Anonymous Club Documentary

SXSW Review: ‘Anonymous Club’

March 18, 2022Ben MK



   
From The Rolling Stones' Gimme Shelter to The Beatles: Get Back, the music documentary genre encompasses a far-reaching collection of films that have covered some of the biggest bands in the world, allowing fans to get up close and personal with their favorite artists through backstage footage, interviews and recordings from live performances. With Anonymous Club, however, director Danny Cohen is altering the formula, giving audiences a deeply personal look at depression and mental health — one that also happens to be from the point of view of a singer-songwriter at a crossroads.

A Grammy-nominated artist whose debut album, 2015's "Sometimes I Sit and Think, and Sometimes I Just Sit," sold 500,000 copies worldwide, Courtney Barnett is no stranger to the rock-and-roll lifestyle. She's played venues around the world, appeared on such late night talk shows as The Tonight Show Starring Jimmy Fallon and Jimmy Kimmel Live, and has become something of an icon for her millions of fans. However, as she prepared to embark on a tour in support of her 2018 album, "Tell Me How You Really Feel," the then-30-year-old found herself wondering what the point of it all was. It's a question many people have no doubt asked themselves at one point or another. But for Barnett, a famously shy and private individual who periodically struggles with depression and anxiety, it proved to be something of a turning point. After all, why go through the motions of putting on a show for audiences night after night if there was no actual motivation for doing so? It's the sense of purpose that was missing, and it would be something Barnett would need to discover if she was going to be able to carry on.
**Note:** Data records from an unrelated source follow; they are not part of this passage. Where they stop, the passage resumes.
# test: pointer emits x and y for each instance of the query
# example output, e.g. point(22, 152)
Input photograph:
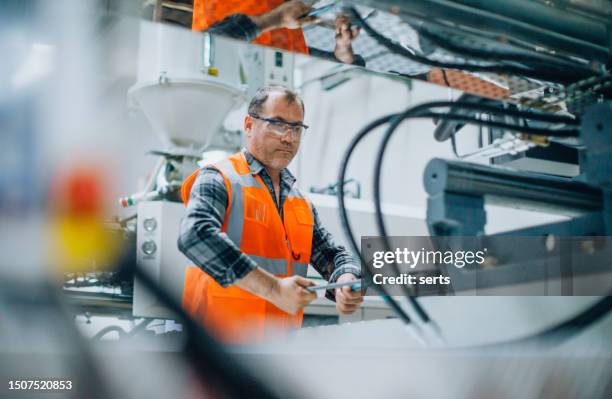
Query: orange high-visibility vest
point(209, 12)
point(282, 247)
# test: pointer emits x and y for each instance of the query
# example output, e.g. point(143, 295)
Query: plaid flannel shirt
point(203, 242)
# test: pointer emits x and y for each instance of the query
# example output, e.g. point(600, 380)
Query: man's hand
point(345, 34)
point(287, 15)
point(347, 301)
point(290, 294)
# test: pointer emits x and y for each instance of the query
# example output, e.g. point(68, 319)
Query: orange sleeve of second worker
point(209, 12)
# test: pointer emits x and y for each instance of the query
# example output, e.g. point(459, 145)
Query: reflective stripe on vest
point(289, 265)
point(282, 247)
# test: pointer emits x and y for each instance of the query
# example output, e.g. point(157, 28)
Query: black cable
point(536, 131)
point(420, 111)
point(346, 225)
point(564, 77)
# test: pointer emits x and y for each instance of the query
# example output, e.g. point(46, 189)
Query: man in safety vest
point(252, 234)
point(275, 23)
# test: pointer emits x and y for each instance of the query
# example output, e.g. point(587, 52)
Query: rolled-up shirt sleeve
point(200, 237)
point(328, 258)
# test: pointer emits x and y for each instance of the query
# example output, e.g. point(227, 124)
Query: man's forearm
point(259, 282)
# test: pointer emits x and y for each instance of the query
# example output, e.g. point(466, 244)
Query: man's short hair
point(258, 101)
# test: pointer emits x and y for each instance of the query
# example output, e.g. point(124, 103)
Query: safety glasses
point(280, 127)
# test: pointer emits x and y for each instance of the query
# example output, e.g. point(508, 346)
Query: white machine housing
point(187, 84)
point(157, 253)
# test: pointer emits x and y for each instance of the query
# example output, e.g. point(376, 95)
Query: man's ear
point(248, 124)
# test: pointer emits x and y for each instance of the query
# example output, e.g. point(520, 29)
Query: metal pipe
point(510, 188)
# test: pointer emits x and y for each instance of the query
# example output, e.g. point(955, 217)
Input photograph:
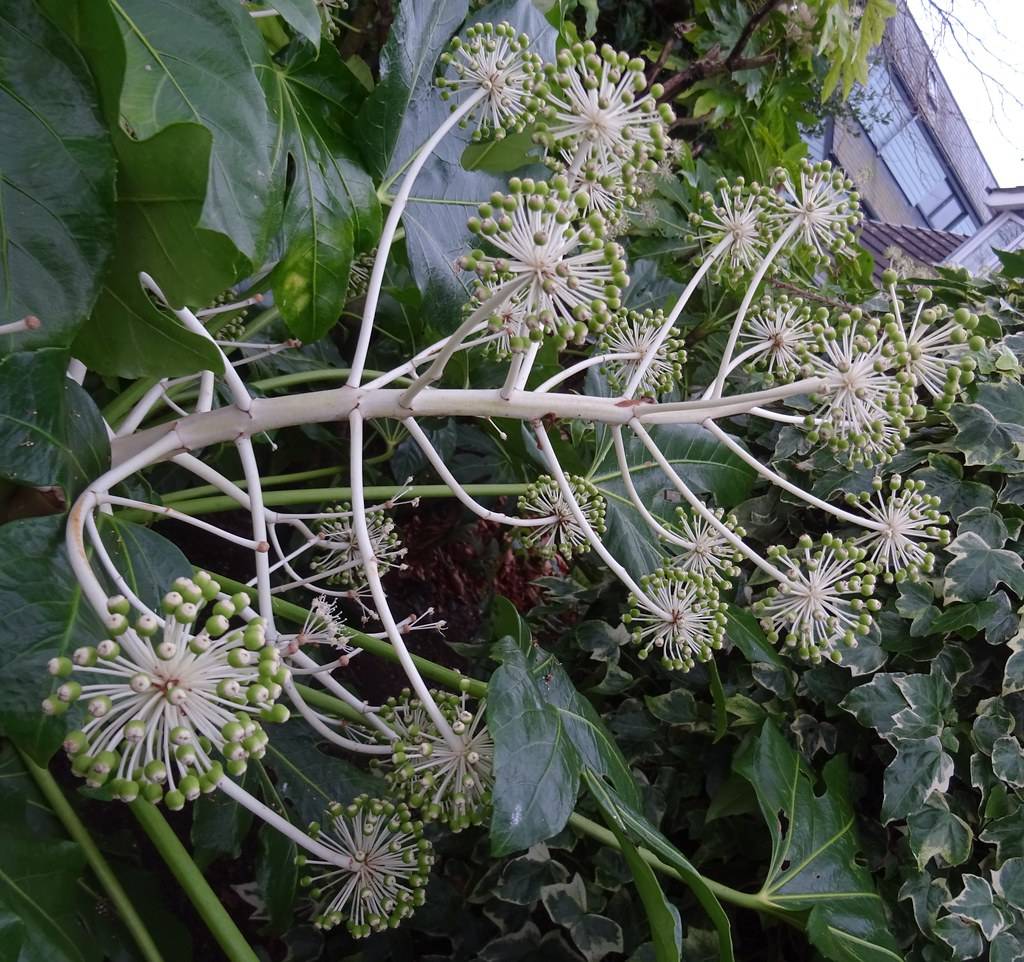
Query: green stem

Unlike many music documentaries, the result doesn't bother to shed any insight into Barnett's upbringing, or delve into any other crucial biographical details of that nature. On the contrary, Anonymous Club plays more like a movie version of one of her songs. Yes, it's a little rough around the edges, but there's genuine emotional sincerity here, not to mention a fair few poetic words of wisdom and some killer guitar riffs.

Anonymous Club screens under the 24 Beats Per Second section at the 2022 South by Southwest Film Festival. Its runtime is 1 hr. 23 min.